Когда оба они, отыскивая подходящий уголок, где можно было бы поболтать, проходили через комнату мимо Роберта, сидевшего с несколькими пожилыми людьми и стариками, Дональду подумалось, что под «дочерьми», которыми ему следовало бы заняться, отец, конечно же, подразумевал младших. В эту минуту доктор. Эптингер рассказывал о своей племяннице Монике Бахлер, недавно вернувшейся из Швейцарии, для того чтобы возглавить здесь филиал швейцарской фирмы, в которой она работала уже десять лет: большое специальное издательство, выпускающее техническую литературу, а также разные периодические издания.

— Я знаю, — отвечал Клейтон. — Необходимейшее начинание. Часть этих публикаций издается по-английски.
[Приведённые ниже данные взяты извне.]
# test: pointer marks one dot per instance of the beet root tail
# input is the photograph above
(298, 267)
Но скажите, уважаемый господин доктор, ваша племянница, видимо, изучала эти науки?

— Да, конечно, — отвечал старик. — Она дипломированный инженер. Машиностроитель.

— Подумать только! — воскликнул господин фон Васмут. — У нас, по-моему, ничего подобного еще не бывало. В Высшее техническое училище в Австрии, насколько мне известно, женщин не принимают.

— Она закончила политехникум в Цюрихе, — сказал Эптингер.

— Я считаю, что это великолепно, — вставил господин Кламтач. — Если мне позволено будет спросить, сколько же лет вашей племяннице?

— Кажется, лет тридцать шесть или тридцать семь, — отвечал адвокат.

— Какие же надо иметь способности, таланты даже!

— Да, все это у нее есть, — подтвердил Эптингер.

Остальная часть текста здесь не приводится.